I attribute it to Situational Distress, or more accurately, getting out of situational distress.
I wrote about this some time back. Situational distress is the 'silent accumulation of operational stressors that lead to situational distress: cognitive fatigue, emotional strain, and performance degradation in the moment. These human factors are subtle, dynamic, and often invisible to traditional mental health tools, yet they’re the most common precursors to errors and accidents at sea'
Basically being in the shit, with hopelessness and no sign of an end to it.
That's how bad it was from last September until March. Coming back from Brazil after burying my mother-in-law and realizing on the day of her funeral that we'd been fucked out of well over $100,000 bucks by the builder of our dream home in Brazil, the culmination of almost a decade of planning, overtime, etc, that spending 9-10 months a year at work, and my wife working 80-90 hours a week for 7 of those years... for nothing. You know I haven't taken more than 3 days off for actual vacation since 2010. 15 years, when I went on a road trip for fun with my family.
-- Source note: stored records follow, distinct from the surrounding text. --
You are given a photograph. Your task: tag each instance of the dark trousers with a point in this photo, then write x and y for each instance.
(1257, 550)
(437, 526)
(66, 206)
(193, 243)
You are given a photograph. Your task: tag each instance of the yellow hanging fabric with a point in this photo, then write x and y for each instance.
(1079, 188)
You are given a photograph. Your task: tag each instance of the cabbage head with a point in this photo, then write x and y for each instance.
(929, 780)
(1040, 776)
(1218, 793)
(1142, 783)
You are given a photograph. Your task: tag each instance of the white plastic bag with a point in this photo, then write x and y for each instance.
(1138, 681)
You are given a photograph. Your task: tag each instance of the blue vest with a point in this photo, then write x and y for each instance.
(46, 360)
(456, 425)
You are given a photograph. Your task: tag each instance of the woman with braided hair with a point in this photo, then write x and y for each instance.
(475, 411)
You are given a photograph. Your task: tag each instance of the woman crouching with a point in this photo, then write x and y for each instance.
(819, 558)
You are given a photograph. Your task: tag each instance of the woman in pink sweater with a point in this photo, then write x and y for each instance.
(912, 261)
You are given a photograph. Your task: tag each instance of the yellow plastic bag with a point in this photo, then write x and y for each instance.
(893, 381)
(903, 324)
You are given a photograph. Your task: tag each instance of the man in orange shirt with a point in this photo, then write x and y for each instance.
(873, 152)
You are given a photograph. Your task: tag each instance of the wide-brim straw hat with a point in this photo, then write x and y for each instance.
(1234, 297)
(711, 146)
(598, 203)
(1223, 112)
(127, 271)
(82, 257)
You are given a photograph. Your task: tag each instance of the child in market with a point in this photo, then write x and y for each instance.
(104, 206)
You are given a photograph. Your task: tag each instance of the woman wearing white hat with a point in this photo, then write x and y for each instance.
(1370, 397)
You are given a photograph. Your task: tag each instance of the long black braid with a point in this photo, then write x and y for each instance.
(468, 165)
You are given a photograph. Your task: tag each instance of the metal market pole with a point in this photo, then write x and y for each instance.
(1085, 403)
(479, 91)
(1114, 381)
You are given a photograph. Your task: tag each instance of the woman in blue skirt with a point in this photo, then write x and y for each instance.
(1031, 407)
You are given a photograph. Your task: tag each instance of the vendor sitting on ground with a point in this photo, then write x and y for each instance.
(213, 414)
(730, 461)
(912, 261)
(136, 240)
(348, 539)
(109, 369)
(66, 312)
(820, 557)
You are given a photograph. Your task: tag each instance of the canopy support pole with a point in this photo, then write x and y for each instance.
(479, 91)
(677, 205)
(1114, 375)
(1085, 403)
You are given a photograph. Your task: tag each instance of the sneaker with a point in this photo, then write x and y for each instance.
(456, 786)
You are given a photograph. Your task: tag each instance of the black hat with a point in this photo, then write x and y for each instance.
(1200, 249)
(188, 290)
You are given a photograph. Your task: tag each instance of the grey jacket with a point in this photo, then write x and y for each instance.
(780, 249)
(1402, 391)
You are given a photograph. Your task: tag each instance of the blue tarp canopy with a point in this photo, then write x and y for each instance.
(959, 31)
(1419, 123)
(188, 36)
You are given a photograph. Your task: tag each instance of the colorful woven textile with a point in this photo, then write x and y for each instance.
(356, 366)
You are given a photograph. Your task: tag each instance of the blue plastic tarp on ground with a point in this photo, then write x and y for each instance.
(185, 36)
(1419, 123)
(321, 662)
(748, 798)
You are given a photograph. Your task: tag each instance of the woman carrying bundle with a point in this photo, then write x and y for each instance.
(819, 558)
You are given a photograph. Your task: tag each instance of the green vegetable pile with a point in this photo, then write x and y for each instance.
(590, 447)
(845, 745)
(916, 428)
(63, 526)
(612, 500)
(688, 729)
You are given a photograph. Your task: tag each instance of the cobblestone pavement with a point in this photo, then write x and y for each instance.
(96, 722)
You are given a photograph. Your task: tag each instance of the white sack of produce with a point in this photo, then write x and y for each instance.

So I mean thst sucked, but I was dealing with it. The problem...the REAL problem, was that work suddenly became awful right as my emotional resiliance redlined. Constant maintenance problems leading to terrible living conditions aboard, nonstop work with no rest and the only reward for difficult jobs being carried out correctly was that peers who were fuckups started getting rewarded for being bad sailors by being given easier jobs...just no TIME for self-care, and seemingly no shoreside support as all this was going on, just a lot of sympathy, but no change, as they attempted to manage chaos. Things seem to ve better for them too. Some new blood, some new efforts and Indunno, support for them too, maybe. Over my pay grade. I knew they weren't neglecting us, just things were tough for a time.
And then, the HQ went to shipyard... and I got some good assignments with free time, leaving me with a chance to calm down, to sleep, to work on things beyond work while at work (which is a necessary part of shipboard life lived on a career-long timeline). Being given time in the shipyard with the HQ, where I arrived just... better... I was more productive than ever. The current HQ, outside and in, hasn't looked this good and run this well since... well, since at least the first time I stepped foot on it about 15 years ago when I filled in for a week on here.
That's the shitshow that is Situational Distress. You know things are bad and hope it'll get better, but the hope has to take a backseat to practical things like just getting the fucking day over with.
I think blogbuddy BCE is having his crisis at that point right now. Signs are positive that he's coming out of that hole.
So, yeah. All that popped in my head this morning when I stopped and took a second to admire the skyline here in an otherwise butt-fucking ugly port.
It's been a long while since I looked at God's handiwork and was glad in it... which used to be one of my favorite parts of being a sailor.
I'm glad I noticed today.
So, today... today I've got a modest load of heavy fuel oil and a splash of marine diesel to pic up for a Japanese car carrier. We're moderately busy here on the HQ. I'll work 4-5 days, then get a day or part of a day off to use as I see fit, for maintenance and sometimes just reading a book or actually sitting down to eat.
Better. Much better.
Things are going better in Brazil too. More on that at some point.
Anyhow, time to sail. Tide's almost slack and our tugboat just cranked her engines to warm up.